- Location: Walsh County, North Dakota
- Nearest city: Ardoch, North Dakota
- Coordinates: 48°14′01″N 97°18′51″W﻿ / ﻿48.23361°N 97.31417°W
- Established: 1939
- Governing body: Devils Lake Wetland Management District and United States Fish and Wildlife Service

= Ardoch National Wildlife Refuge =

Protected area in North Dakota, US

Ardoch National Wildlife Refuge is a National Wildlife Refuge in Walsh County, North Dakota. It is managed under Devils Lake Wetland Management District.

Ardoch National Wildlife Refuge was established in 1939, and originally consisted of 2,696 acres of flowage and refuge easements and 288 acres of fee title land around Lake Ardoch, a reservoir. Since then, 80 acres of easement land have been deleted and an additional 20 acres of fee title land has been added.

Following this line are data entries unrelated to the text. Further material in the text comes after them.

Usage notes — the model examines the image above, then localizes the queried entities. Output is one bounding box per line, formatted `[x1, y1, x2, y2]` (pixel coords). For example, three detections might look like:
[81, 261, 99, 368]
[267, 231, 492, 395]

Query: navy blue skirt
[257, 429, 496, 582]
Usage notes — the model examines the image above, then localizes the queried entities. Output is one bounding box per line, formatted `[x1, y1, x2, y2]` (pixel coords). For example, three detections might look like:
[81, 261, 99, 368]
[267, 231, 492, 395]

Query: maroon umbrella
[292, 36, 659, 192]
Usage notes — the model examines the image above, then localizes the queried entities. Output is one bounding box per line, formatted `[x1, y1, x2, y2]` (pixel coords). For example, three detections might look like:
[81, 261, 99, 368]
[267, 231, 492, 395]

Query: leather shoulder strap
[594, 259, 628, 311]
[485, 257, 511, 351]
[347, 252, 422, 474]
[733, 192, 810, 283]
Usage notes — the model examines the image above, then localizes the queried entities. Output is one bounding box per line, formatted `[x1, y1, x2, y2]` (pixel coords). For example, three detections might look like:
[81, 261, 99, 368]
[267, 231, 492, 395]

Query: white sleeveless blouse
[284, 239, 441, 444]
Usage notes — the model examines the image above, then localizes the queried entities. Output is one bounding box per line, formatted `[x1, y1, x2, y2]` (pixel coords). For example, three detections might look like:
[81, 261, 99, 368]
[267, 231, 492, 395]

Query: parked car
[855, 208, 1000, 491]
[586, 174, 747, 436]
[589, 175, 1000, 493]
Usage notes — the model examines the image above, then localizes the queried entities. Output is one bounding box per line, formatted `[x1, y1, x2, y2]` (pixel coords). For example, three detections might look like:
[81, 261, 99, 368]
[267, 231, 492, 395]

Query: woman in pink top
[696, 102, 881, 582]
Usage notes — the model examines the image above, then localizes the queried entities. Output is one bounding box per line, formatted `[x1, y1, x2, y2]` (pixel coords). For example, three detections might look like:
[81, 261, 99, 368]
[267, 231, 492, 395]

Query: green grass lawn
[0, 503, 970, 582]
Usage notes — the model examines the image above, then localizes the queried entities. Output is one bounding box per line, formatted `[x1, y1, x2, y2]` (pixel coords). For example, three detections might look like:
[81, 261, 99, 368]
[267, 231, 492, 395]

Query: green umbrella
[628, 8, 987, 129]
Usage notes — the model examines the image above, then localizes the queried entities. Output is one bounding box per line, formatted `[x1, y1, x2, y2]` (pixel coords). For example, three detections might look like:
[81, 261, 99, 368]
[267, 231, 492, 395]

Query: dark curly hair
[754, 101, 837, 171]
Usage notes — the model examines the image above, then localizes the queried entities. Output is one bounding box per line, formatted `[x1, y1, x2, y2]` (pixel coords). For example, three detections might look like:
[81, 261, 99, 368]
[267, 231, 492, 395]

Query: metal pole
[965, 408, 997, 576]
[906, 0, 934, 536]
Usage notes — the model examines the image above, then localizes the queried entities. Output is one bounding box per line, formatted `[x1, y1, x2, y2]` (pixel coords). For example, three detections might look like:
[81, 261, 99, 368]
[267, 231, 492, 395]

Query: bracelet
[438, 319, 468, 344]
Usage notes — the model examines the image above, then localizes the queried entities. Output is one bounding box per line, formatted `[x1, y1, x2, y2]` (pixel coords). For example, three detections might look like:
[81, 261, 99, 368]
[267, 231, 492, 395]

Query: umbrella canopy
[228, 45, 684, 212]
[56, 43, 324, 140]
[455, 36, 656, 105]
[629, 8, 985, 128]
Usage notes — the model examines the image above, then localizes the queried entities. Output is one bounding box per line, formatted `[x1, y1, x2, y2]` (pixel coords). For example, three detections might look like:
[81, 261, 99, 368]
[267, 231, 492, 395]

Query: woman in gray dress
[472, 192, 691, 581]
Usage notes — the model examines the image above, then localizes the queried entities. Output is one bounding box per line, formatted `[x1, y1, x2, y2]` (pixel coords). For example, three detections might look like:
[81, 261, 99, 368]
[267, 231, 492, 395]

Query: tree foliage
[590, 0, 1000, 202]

This is a limited-interest national wildlife refuge. The FWS has an easement on private property allowing it to manage wildlife habitat, but the land remains private property. There is no public access except from adjacent public roads. Limited-interest refuges were created in the 1930s and 1940s in response to declining waterfowl populations and the need to get people back to work during the Great Depression. Many landowners sold easements allowing the federal government to regulate water levels and restrict hunting.